A GRAT is a trust typically established by a parent, the trust’s “Grantor”, who transfers assets – such as stock or closely-held business interests – to the GRAT for a specific term of years, typically between two and ten years. The GRAT is often written to provide that the parent retains the right to receive back, in the form of annual fixed payments (that is, the “annuity”), 100% of the initial fair market value of the assets transferred to the GRAT, plus a rate of return on those assets based upon the IRS-prescribed interest rate known as the “7520 rate”, which references the Internal Revenue Code section detailing how this rate is to be calculated. The IRS’s 7520 rate for June 2015 is 2.0%. Any assets remaining in the GRAT at the end of the trust’s term of years pass to the named beneficiaries, typically the Grantor’s children, without additional gift tax. This type of GRAT is often referred to as a “Zeroed-Out GRAT” since it does not result in the Grantor making a taxable gift due to the retention of annuity equal to 100% of the assets contributed to the GRAT.

As an illustration, assume a parent contributes $1,000,000 of XYZ stock to a two-year Zeroed-Out GRAT during June 2015. Here, the parent will receive two annuity payments of $515,039 each from the GRAT at the end of the first and second years. If the XYZ stock appreciates at more than the 2.0% 7520 rate during the two-year GRAT, there will be a residual value left in the GRAT at the end of two years that would pass to the beneficiaries free of gift tax. So, if the initial GRAT value appreciated at 10% annually during the two years, there would be approximately $128,000 of value to pass to the beneficiaries gift tax-free at the end of two years, while if the initial GRAT value appreciated 7% annually, there would be approximately $78,000 left to pass to the beneficiaries gift tax-free at the end of the two-year GRAT.

The significant downside of this technique is that the Grantor must outlive the trust term for growth in excess of the 7520 rate, if any, to be distributed to the beneficiaries free of gift tax. If the Grantor dies during the trust term, the GRAT assets remain includible in the Grantor’s estate for estate tax purposes. Accordingly, it is vital to select a term for the GRAT that the Grantor is expected to survive.

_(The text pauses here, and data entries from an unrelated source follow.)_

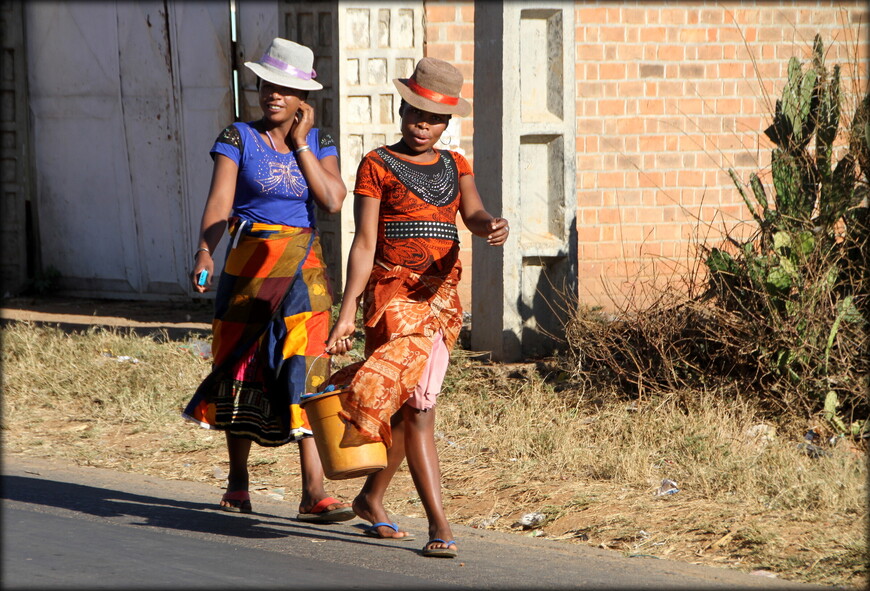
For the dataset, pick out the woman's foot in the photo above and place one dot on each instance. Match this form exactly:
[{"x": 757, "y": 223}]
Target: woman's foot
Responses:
[
  {"x": 326, "y": 510},
  {"x": 375, "y": 513}
]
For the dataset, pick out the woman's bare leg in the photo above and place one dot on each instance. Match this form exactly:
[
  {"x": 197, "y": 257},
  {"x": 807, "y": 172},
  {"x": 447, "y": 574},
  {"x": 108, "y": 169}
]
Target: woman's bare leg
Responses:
[
  {"x": 369, "y": 503},
  {"x": 238, "y": 449},
  {"x": 425, "y": 470}
]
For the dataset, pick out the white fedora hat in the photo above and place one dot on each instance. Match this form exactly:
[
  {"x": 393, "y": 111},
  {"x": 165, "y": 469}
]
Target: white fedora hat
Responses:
[{"x": 286, "y": 63}]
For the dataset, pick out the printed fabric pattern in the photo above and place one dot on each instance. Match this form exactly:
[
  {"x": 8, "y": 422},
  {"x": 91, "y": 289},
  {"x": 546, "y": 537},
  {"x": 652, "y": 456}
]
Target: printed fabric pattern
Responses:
[
  {"x": 415, "y": 192},
  {"x": 272, "y": 316},
  {"x": 402, "y": 311}
]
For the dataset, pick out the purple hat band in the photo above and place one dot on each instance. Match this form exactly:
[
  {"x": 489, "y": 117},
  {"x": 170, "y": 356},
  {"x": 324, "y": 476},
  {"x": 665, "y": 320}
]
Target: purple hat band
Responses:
[{"x": 285, "y": 67}]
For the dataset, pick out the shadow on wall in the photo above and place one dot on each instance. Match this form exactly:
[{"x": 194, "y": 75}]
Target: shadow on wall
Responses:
[{"x": 546, "y": 301}]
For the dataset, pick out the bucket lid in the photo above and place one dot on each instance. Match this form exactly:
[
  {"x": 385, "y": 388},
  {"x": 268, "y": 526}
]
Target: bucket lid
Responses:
[{"x": 328, "y": 391}]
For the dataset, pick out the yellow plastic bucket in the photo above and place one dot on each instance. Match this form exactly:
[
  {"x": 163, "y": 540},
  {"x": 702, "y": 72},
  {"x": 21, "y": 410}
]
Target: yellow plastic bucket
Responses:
[{"x": 339, "y": 462}]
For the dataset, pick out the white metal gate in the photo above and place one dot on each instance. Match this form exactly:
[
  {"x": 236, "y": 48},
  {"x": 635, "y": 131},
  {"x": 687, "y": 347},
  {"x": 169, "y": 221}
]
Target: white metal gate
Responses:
[{"x": 126, "y": 99}]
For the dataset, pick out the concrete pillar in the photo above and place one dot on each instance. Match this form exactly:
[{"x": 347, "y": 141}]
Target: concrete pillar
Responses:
[{"x": 524, "y": 130}]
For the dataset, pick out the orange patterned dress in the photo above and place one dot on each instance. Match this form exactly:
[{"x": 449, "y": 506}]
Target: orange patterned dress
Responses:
[{"x": 411, "y": 294}]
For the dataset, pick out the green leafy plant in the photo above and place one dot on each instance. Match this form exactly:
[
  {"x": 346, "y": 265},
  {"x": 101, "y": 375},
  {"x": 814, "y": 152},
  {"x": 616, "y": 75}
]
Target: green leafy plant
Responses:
[{"x": 801, "y": 279}]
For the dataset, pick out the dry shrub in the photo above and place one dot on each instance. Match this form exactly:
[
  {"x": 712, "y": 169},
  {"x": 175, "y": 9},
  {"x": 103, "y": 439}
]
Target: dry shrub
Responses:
[{"x": 716, "y": 446}]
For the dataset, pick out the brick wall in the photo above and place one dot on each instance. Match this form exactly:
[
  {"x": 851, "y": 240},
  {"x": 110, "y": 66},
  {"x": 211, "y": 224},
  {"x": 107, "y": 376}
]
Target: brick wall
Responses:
[{"x": 668, "y": 98}]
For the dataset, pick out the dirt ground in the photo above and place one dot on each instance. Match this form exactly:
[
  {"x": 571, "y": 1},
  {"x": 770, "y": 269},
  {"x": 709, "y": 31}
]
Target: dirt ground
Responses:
[{"x": 475, "y": 495}]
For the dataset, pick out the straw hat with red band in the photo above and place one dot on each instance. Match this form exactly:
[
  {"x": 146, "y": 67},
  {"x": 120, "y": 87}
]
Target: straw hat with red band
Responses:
[{"x": 434, "y": 86}]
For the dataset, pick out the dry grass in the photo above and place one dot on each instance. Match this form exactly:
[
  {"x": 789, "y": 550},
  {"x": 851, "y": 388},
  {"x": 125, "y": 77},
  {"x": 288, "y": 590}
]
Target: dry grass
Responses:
[{"x": 513, "y": 439}]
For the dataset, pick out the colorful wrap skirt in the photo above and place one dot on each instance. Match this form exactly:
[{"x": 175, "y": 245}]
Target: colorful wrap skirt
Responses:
[
  {"x": 402, "y": 311},
  {"x": 272, "y": 319}
]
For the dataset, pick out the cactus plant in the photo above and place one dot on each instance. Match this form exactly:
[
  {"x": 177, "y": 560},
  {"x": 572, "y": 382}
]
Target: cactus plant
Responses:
[{"x": 808, "y": 261}]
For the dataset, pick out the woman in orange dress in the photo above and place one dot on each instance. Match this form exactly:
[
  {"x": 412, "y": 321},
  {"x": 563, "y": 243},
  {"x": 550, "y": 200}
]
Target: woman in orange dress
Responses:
[{"x": 403, "y": 268}]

To summarize, the GRAT technique presents somewhat of a “free shot” at attempting to shift future appreciation of assets to beneficiaries without any gift or estate tax. Under current law, there will be no taxable gift made assuming a Zeroed-Out GRAT is used. Further, if the Grantor survives the term of a GRAT created in June 2015 and the assets appreciate, a transfer to the trust beneficiaries will occur with respect to any appreciation over 2.0% on an annual basis. If such appreciation does not materialize, the Grantor will receive all of the trust assets back through receipt of the annuity payments. In other words, the Grantor will generally be no worse off from having tried the GRAT technique even if it does not work out as hoped. And in many instances, the Grantor can “roll over” the assets into a new GRAT and try again for the next two years.